I spent St George’s Day watching Derek Jarman’s The Last of England. The film is an apocalypse of sorts. It reveals what is to come. More importantly, it reveals what is already here. An opening monologue tries to pin down the moment when soul leaves body: “We pull the curtains tight over the dawn and shiver by empty grates. The household gods have departed, no one remembers quite when… The oaks died this year. On every green field mourners stand and weep for the Last of England.”
In 1986, a year before The Last of England was released, Jarman purchased a home by the sea. Prospect Cottage is a small wooden house clinging to the shingle ribbon at Dungeness. The walls are black, the door and window frames gorse yellow. An excerpt from John Donne’s “The Sun Rising” is picked out on one wall: “Sawcy Pedantique wretch, goe chide / late schoole boyes and sore prentices…” Today the cottage has become something of a meme. Its neat proportions and stark location do well on Instagram, and you can buy a Prospect Cottage model kit for the aspiring hermit in your life. Jarman, always suspicious of the heritage industry, would laugh.

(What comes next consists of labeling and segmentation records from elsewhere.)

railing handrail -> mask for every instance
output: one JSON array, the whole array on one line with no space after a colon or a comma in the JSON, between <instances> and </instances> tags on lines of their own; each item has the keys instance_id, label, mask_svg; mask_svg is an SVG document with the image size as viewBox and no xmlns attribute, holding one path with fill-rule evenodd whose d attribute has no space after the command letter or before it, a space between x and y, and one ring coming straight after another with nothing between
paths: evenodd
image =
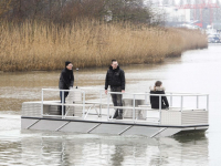
<instances>
[{"instance_id":1,"label":"railing handrail","mask_svg":"<svg viewBox=\"0 0 221 166\"><path fill-rule=\"evenodd\" d=\"M108 92L108 94L133 94L133 95L152 95L152 96L206 96L206 95L209 95L209 94L200 94L200 93L192 93L192 94L151 94L149 92L147 93L129 93L129 92Z\"/></svg>"},{"instance_id":2,"label":"railing handrail","mask_svg":"<svg viewBox=\"0 0 221 166\"><path fill-rule=\"evenodd\" d=\"M85 91L84 90L91 90L92 87L80 87L80 89L71 89L71 90L60 90L60 89L42 89L42 105L41 105L41 113L43 115L43 103L44 103L44 97L43 97L43 92L44 91L54 91L54 92L63 92L62 93L62 118L65 118L65 116L63 115L63 110L64 110L64 92L74 92L74 91L78 91L83 94L83 115L85 113ZM93 90L99 90L99 98L102 100L102 91L103 89L93 89ZM207 111L209 111L209 94L203 94L203 93L176 93L176 92L166 92L166 94L151 94L150 92L145 92L145 93L131 93L131 92L107 92L107 120L109 120L109 96L110 94L130 94L133 95L133 106L130 107L133 110L133 120L134 123L136 121L135 118L135 112L136 112L136 106L135 106L135 96L136 95L145 95L145 97L147 96L159 96L159 112L160 112L160 121L161 122L161 97L162 96L170 96L170 106L172 106L172 96L180 96L181 97L181 107L180 111L182 111L183 108L183 96L197 96L197 108L199 108L199 96L207 96ZM146 100L146 98L145 98ZM74 105L74 104L73 104ZM127 107L128 108L128 107ZM140 108L143 110L143 108Z\"/></svg>"}]
</instances>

Dungeness is a place for fishermen and ascetics. Stone, sky, sea. The place is bound by water, with the English Channel to one side and the flat weirdness of Romney Marsh to the other. Dungeness is England stripped naked. Everything is on show. The little cottages crouch in the lee of a defunct nuclear power station and the horizon is swagged with power lines. Migrants arrive in rubber dinghies every summer now. What do they make of it? Relics of industry, toy houses, the click and shift of shingle beneath their feet. Is this what they expected?
The Last of England was a response to the paint-by-numbers neoliberalism of Britain in the late Eighties. It was also the record of a personal apocalypse. Jarman was dying from Aids and so were most of his friends. He feared that England’s memory was being wiped, just as the collective memory of his own generation was erased by death. And what was left? Cold hearths and dead oaks. Some scenes, in which balaclava-clad men brutalise emaciated prisoners, could be spliced into a nuclear war film like Threads with ease. The departure of the household gods is not an end, but a chilling new start.
A different man might have retreated to postcard England. A Cotswolds bolthole, perhaps, all buttery stone and Britain in Bloom awards. Instead he chose Dungeness. The bleak landscape pulled at him, as did the austere charm of Prospect Cottage. Although he still spent time in London, the city had become a degraded husk. Hampstead Heath seems to have been the only place in London he enjoyed, largely for its Arcadian atmosphere after dark. The rest of the capital was a drab blend of drunks and traffic.
The southern countryside wasn’t much better: “Poor ruined Kent with its ugly commuter towns, there every field and hedgerow is under siege.” Dungeness was different. While the busy-bodies had arrived — Jarman mourned the appearance of unnecessary fences and the replacement of the red phone box with a modern glass version — the place retained its essential character. Like Hampstead Heath, Dungeness had texture. It was still England.